WordPress / openverse

Openverse is a search engine for openly-licensed media. This monorepo includes all application code.
https://openverse.org
MIT License
250 stars 202 forks source link

Dead link validation Redis key size optimisation #2400

Open sarayourfriend opened 1 year ago

sarayourfriend commented 1 year ago

Problem

Dead link validation uses the following template for Redis keys: valid:{result.url}. The URLs for works can be very long, especially from providers like Wikimedia and Rawpixel (both of which are quite common). Even the shorter common URLs like Flickr can be easily optimised.

These keys could be optimised to save an estimated 1 to 1.5 GB in our production Redis.

Description

Change dead link validation keys to use the UUID of the work with the hyphens stripped. This would reduce the relatively small Flickr keys to 90 B rather than 120 B. It would reduce Wikimedia keys from 300 B to 90 B.

Cumulatively this would bring a massive reduction in key size.

Caveat: We need to avoid the performance penalty that would come from switching the key format without saving existing validation data. There are two approaches to this. One is faster but more complicated and the other is much slower but far simpler. We will follow the approach below because:

  1. The performance management/throttling needs of the fast version are unclear to me and I don't know how to estimate how "fast" processing 26 million keys in this way would actually be.
  2. Our Redis memory usage will go up as a result of #1969. The fast version is only worth it if we can reduce data usage quickly enough so that we can downgrade our Redis instance and save money before #1969 is implemented. After that IP is implemented, we will almost certainly need to upgrade our Redis instance size again.
  3. It isn't even that "slow" in the context of our project.
  4. It is significantly simpler and way harder for us to add bugs or cause problems with our app.

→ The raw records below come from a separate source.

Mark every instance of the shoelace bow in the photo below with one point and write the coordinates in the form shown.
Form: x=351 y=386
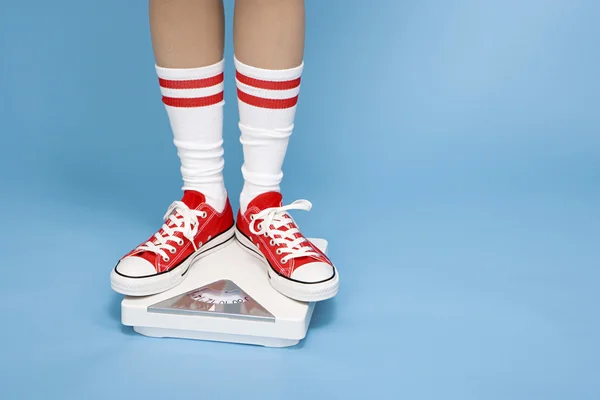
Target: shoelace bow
x=275 y=218
x=179 y=218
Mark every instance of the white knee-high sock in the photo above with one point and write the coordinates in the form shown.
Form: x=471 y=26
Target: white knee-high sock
x=193 y=98
x=267 y=105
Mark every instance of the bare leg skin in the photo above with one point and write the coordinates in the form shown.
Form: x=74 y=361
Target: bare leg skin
x=187 y=33
x=269 y=34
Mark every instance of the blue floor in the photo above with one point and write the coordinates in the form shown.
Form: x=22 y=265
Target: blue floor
x=452 y=153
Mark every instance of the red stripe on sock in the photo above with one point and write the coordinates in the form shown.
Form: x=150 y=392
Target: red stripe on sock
x=267 y=103
x=269 y=85
x=193 y=101
x=191 y=83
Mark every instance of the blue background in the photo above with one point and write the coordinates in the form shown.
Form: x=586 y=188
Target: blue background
x=451 y=149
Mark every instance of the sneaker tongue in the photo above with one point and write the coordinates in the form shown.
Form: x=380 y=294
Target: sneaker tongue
x=193 y=199
x=267 y=200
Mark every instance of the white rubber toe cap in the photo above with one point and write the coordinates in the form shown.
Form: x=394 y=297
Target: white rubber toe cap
x=313 y=272
x=135 y=267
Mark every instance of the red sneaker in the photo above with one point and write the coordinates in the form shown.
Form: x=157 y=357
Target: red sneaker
x=192 y=229
x=297 y=268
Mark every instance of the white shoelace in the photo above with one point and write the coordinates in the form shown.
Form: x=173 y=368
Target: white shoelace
x=179 y=218
x=275 y=218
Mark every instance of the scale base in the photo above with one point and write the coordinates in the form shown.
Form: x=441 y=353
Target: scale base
x=215 y=337
x=226 y=298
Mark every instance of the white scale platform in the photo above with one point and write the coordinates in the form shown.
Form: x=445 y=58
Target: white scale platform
x=226 y=297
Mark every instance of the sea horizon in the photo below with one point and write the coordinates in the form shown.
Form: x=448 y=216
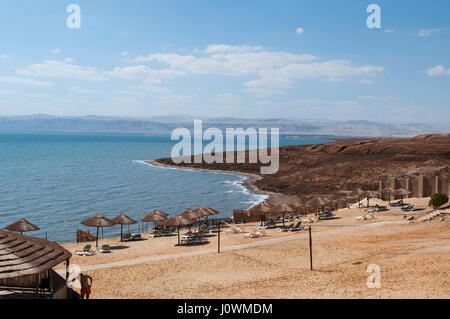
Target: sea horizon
x=57 y=180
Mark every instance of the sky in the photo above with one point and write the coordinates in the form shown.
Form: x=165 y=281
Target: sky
x=207 y=58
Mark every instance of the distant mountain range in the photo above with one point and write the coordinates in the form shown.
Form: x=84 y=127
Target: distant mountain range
x=164 y=125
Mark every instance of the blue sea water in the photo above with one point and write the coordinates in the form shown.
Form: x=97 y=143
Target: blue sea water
x=56 y=181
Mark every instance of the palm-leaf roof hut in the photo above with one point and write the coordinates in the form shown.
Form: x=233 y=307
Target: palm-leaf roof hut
x=26 y=262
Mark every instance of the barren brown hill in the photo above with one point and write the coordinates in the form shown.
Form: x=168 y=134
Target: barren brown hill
x=344 y=165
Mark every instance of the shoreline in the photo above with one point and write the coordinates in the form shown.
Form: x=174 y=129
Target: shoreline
x=248 y=183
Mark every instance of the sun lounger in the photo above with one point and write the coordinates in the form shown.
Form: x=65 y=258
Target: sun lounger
x=409 y=208
x=136 y=237
x=268 y=225
x=400 y=203
x=127 y=237
x=285 y=228
x=161 y=233
x=297 y=227
x=105 y=249
x=86 y=251
x=193 y=241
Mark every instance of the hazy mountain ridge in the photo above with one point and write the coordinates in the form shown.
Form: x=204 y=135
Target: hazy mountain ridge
x=164 y=125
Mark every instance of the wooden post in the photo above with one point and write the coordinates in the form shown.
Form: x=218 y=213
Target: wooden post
x=218 y=238
x=420 y=186
x=310 y=249
x=67 y=269
x=96 y=239
x=37 y=285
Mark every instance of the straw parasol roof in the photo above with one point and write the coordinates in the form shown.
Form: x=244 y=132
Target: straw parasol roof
x=22 y=225
x=211 y=211
x=24 y=255
x=98 y=221
x=283 y=208
x=388 y=190
x=402 y=192
x=317 y=201
x=123 y=219
x=155 y=216
x=205 y=211
x=178 y=220
x=262 y=207
x=189 y=213
x=372 y=194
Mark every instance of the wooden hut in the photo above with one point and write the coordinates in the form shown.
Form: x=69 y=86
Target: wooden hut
x=26 y=267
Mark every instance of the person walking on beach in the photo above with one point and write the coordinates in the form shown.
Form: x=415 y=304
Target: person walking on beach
x=86 y=284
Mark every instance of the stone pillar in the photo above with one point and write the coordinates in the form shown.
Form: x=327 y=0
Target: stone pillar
x=380 y=189
x=448 y=187
x=420 y=186
x=436 y=185
x=393 y=186
x=407 y=186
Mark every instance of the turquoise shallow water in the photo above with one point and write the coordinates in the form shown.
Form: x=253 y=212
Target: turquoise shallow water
x=56 y=181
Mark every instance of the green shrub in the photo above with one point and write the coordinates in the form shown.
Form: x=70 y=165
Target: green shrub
x=438 y=200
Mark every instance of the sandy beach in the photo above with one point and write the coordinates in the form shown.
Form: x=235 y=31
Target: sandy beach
x=412 y=257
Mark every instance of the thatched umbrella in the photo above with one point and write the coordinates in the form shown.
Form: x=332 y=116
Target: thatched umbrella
x=402 y=192
x=98 y=221
x=123 y=219
x=22 y=225
x=194 y=215
x=24 y=257
x=359 y=193
x=206 y=212
x=317 y=202
x=263 y=207
x=178 y=220
x=283 y=209
x=371 y=194
x=389 y=191
x=155 y=216
x=211 y=211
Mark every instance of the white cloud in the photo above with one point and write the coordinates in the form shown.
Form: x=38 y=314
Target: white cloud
x=223 y=48
x=365 y=81
x=24 y=81
x=438 y=70
x=58 y=69
x=276 y=70
x=79 y=90
x=151 y=88
x=227 y=98
x=9 y=92
x=334 y=70
x=427 y=32
x=143 y=72
x=228 y=63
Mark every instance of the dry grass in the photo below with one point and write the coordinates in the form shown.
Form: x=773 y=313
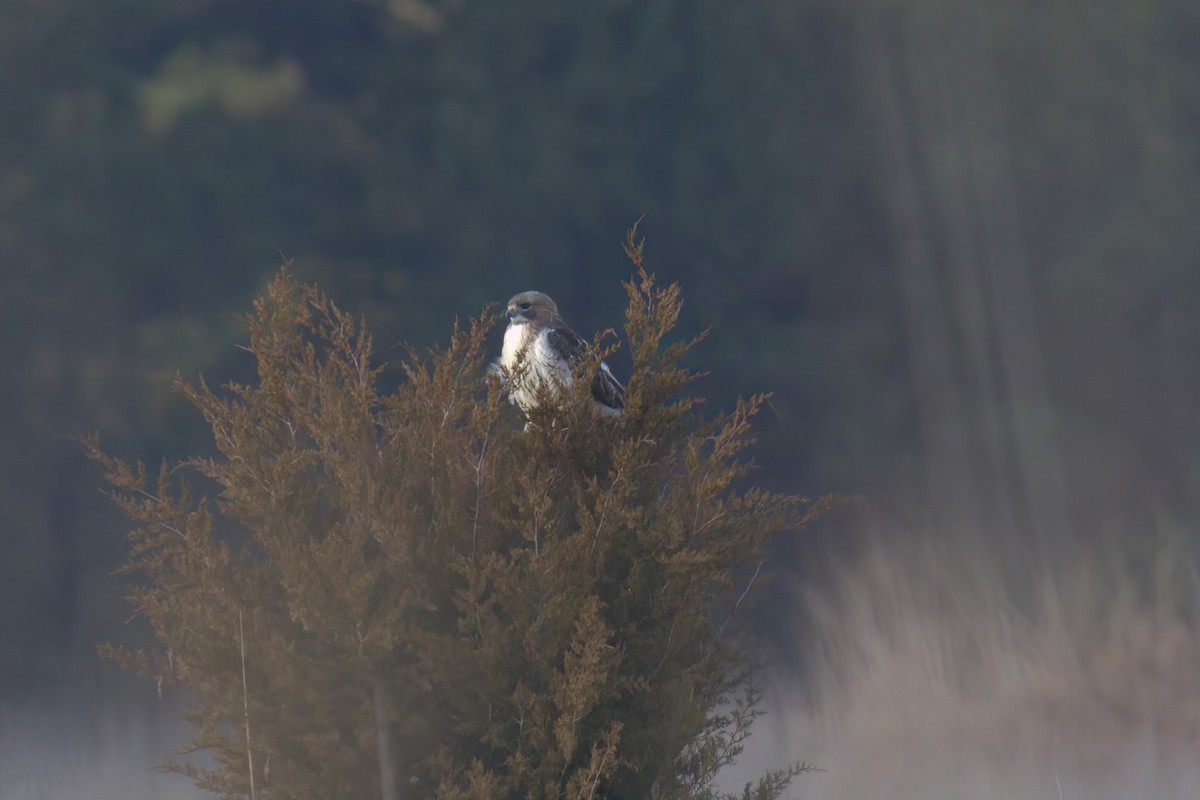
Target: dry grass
x=942 y=673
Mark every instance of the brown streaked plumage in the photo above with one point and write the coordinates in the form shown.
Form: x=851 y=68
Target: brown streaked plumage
x=539 y=336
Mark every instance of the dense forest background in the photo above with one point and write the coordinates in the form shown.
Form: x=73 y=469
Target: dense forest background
x=958 y=241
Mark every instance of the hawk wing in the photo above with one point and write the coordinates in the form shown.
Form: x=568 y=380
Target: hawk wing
x=570 y=347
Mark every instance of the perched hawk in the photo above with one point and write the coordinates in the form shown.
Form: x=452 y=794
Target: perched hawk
x=546 y=348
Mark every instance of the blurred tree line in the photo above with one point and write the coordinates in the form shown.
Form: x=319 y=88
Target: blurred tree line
x=933 y=230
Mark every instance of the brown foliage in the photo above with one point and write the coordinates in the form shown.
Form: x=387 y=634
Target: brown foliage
x=545 y=612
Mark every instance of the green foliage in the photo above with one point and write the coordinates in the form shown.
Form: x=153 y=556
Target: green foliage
x=502 y=613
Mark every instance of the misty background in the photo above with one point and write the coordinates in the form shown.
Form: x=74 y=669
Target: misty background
x=958 y=240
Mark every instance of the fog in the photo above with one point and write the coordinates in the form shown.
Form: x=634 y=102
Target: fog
x=929 y=673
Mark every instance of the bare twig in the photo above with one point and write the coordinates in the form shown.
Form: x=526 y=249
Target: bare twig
x=245 y=703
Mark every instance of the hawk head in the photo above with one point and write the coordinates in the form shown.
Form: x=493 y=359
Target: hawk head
x=532 y=307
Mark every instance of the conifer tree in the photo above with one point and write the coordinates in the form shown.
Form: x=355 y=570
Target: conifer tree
x=411 y=594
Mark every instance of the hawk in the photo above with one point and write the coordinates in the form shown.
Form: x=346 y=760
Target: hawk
x=541 y=343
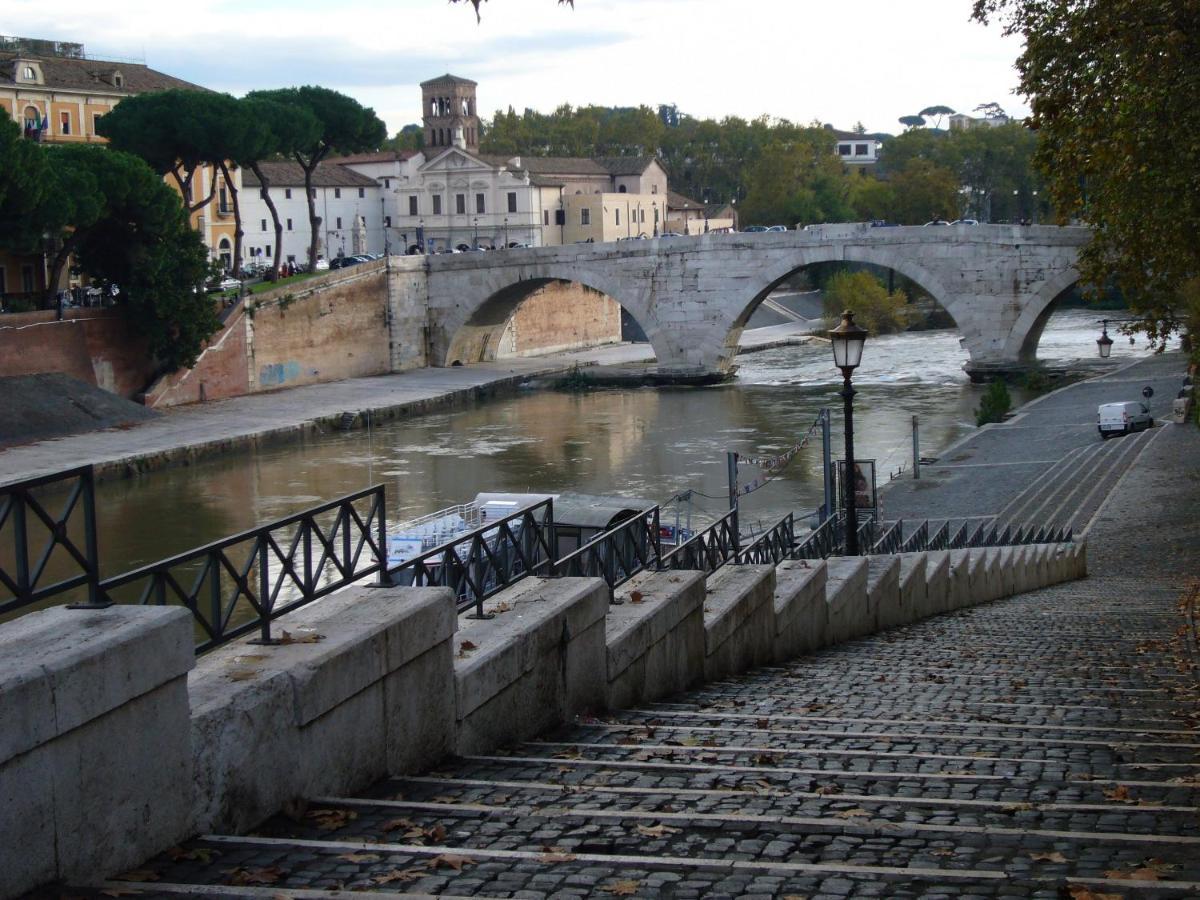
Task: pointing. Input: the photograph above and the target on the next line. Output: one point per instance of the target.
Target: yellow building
(57, 95)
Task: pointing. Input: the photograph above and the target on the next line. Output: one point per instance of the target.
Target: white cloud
(871, 60)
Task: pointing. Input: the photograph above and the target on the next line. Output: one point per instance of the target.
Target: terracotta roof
(91, 75)
(625, 165)
(448, 78)
(378, 156)
(678, 201)
(289, 174)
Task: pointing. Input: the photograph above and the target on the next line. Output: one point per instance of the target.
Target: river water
(641, 443)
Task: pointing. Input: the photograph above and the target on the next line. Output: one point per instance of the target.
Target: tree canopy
(1113, 88)
(345, 126)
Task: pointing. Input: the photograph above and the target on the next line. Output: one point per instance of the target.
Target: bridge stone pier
(693, 295)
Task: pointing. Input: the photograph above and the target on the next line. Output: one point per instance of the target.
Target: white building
(348, 204)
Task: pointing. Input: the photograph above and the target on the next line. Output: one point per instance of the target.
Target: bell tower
(448, 106)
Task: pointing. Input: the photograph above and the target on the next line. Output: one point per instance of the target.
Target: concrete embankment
(190, 433)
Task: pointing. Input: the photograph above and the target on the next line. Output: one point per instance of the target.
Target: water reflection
(641, 443)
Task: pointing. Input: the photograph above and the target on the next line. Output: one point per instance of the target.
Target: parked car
(1122, 418)
(222, 285)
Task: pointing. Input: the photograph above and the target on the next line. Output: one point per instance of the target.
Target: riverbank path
(198, 430)
(1045, 745)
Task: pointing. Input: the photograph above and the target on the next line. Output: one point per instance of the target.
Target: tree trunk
(264, 191)
(60, 259)
(237, 220)
(310, 167)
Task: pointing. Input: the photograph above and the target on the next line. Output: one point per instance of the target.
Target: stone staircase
(1069, 492)
(981, 754)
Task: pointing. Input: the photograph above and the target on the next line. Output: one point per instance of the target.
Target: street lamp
(847, 341)
(1104, 343)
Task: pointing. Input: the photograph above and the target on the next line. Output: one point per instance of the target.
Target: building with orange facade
(58, 95)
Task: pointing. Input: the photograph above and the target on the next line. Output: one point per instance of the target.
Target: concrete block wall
(95, 754)
(539, 661)
(377, 681)
(361, 688)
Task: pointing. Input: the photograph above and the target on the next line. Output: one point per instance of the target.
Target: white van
(1123, 418)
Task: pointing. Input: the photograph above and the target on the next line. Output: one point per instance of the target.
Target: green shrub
(876, 310)
(994, 405)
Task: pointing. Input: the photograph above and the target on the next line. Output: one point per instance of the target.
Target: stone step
(486, 852)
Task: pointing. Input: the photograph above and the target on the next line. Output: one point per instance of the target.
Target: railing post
(382, 535)
(21, 545)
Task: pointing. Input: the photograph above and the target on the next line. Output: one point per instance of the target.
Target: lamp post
(847, 341)
(1104, 343)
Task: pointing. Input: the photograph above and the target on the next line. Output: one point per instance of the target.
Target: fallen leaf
(139, 875)
(393, 825)
(300, 637)
(1078, 892)
(241, 876)
(450, 861)
(658, 831)
(623, 888)
(201, 855)
(329, 820)
(1056, 857)
(399, 875)
(852, 814)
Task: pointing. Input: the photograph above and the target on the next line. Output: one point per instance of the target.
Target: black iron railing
(41, 523)
(891, 540)
(617, 555)
(245, 582)
(917, 540)
(484, 562)
(707, 550)
(822, 541)
(772, 546)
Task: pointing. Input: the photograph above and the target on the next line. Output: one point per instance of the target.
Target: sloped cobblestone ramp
(1044, 745)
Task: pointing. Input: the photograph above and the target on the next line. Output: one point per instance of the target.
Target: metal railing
(772, 546)
(917, 540)
(243, 583)
(484, 562)
(822, 541)
(891, 540)
(707, 550)
(35, 538)
(616, 555)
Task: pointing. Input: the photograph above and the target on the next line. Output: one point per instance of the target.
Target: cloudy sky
(840, 63)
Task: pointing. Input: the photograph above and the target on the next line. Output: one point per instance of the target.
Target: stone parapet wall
(113, 751)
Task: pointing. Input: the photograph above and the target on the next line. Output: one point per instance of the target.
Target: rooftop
(289, 174)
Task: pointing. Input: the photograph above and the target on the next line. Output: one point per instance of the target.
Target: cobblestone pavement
(221, 425)
(1050, 443)
(1045, 745)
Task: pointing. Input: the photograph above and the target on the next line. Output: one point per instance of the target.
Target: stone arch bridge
(694, 295)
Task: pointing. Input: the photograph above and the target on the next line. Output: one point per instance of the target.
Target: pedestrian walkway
(219, 426)
(1044, 745)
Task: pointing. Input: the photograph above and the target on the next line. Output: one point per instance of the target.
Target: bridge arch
(474, 334)
(1032, 322)
(780, 269)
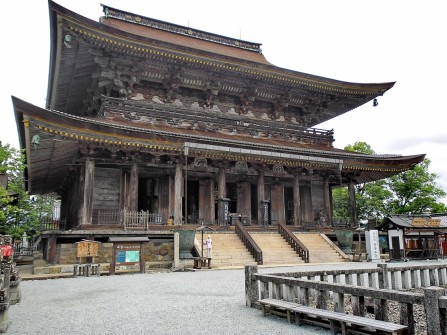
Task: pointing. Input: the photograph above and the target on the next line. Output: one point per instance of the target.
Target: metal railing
(249, 242)
(294, 242)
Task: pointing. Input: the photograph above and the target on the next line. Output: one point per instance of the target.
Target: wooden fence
(381, 286)
(141, 220)
(130, 220)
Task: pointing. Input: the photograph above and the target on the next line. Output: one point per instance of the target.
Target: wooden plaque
(87, 249)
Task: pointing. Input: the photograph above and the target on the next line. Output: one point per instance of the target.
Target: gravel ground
(211, 301)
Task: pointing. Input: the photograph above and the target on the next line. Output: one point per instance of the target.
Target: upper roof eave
(371, 89)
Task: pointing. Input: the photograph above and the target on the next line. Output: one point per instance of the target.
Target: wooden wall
(106, 191)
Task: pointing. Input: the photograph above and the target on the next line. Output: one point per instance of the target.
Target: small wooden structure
(416, 236)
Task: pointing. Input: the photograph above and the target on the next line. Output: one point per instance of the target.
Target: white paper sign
(372, 245)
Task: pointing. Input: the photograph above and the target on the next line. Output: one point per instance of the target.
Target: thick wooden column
(222, 194)
(206, 200)
(296, 201)
(261, 197)
(244, 199)
(306, 202)
(277, 204)
(327, 201)
(178, 201)
(133, 188)
(87, 183)
(352, 204)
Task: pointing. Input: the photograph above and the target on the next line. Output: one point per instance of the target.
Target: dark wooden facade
(144, 115)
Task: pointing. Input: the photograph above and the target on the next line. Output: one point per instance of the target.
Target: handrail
(249, 242)
(294, 242)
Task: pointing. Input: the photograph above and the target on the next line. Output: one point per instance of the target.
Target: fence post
(4, 314)
(431, 304)
(383, 276)
(251, 286)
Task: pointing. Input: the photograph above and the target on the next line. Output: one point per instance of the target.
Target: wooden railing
(249, 242)
(294, 242)
(379, 287)
(141, 220)
(130, 220)
(49, 223)
(110, 217)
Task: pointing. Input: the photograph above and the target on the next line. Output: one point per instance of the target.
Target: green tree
(20, 213)
(371, 198)
(415, 191)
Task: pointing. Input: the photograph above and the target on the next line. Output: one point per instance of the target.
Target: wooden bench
(86, 270)
(202, 262)
(334, 320)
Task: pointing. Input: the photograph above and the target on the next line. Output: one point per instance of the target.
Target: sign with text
(127, 254)
(372, 245)
(87, 249)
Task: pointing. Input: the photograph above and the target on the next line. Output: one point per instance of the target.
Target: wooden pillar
(178, 183)
(52, 249)
(164, 197)
(222, 194)
(171, 195)
(87, 182)
(133, 187)
(222, 184)
(327, 201)
(296, 200)
(206, 201)
(261, 197)
(306, 201)
(244, 199)
(277, 204)
(352, 204)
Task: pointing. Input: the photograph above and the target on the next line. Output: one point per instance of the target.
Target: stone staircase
(320, 250)
(228, 250)
(275, 250)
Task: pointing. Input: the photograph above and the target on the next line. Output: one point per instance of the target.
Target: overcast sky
(369, 41)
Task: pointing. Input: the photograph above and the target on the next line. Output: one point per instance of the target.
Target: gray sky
(365, 41)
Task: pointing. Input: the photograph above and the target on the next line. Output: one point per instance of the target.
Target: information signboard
(87, 249)
(127, 254)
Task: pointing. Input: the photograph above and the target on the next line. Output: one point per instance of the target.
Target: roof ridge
(118, 14)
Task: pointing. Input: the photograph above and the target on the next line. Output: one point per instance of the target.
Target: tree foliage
(20, 212)
(412, 191)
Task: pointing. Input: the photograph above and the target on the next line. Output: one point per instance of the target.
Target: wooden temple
(149, 121)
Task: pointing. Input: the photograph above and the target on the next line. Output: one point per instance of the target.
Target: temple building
(149, 121)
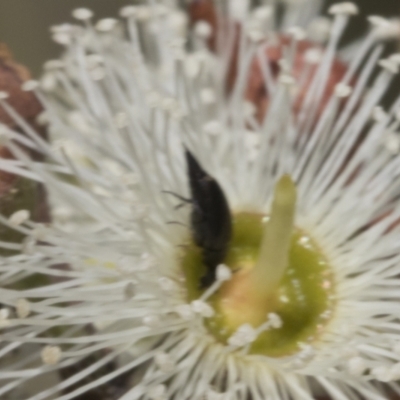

Decided approach: Configure check_dead_links to read cached validation from both key formats but only save to the new one. 120 days after that change is deployed, all keys in the previous format will have expired. At that point we can remove any logic that queries from them. This avoids the complications of the fast version but takes 120 days.

An alternative approach was considered that may be faster but rejected for the reasons above:

Switching the key format will come with a potentially significant search penalty due to reprocessing links for which we already have validation information. We would need to port existing keys to the new format. URL is not indexed in the API database, so we need to query Elasticsearch using url.keyword to get the identifier. This requires iterating through Redis keys which must be done using SCAN to prevent performance issues. Key TTL should be copied to the new key using the TTL command to retrieve it. This operation needs to be throttled to avoid performance impact to production Redis and Elasticsearch. A new key prefix needs to be used to prevent reprocessing of already converted keys and prevent the SCAN from going forever. This also allows the check_dead_links function to temporarily check both prefixes and key formats during the transition and to start saving new validation data under the new format without suffering a penalty during the transition and without adding new data that the key re-write process would need to manage.

zackkrida commented 1 year ago

I think the slow version sounds perfectly acceptable, and not even that slow relative to this project. 👍

obulat commented 1 year ago

Lowered the priority to medium because we presently have sufficient storage capacity (based on the weekly developer chat discussion)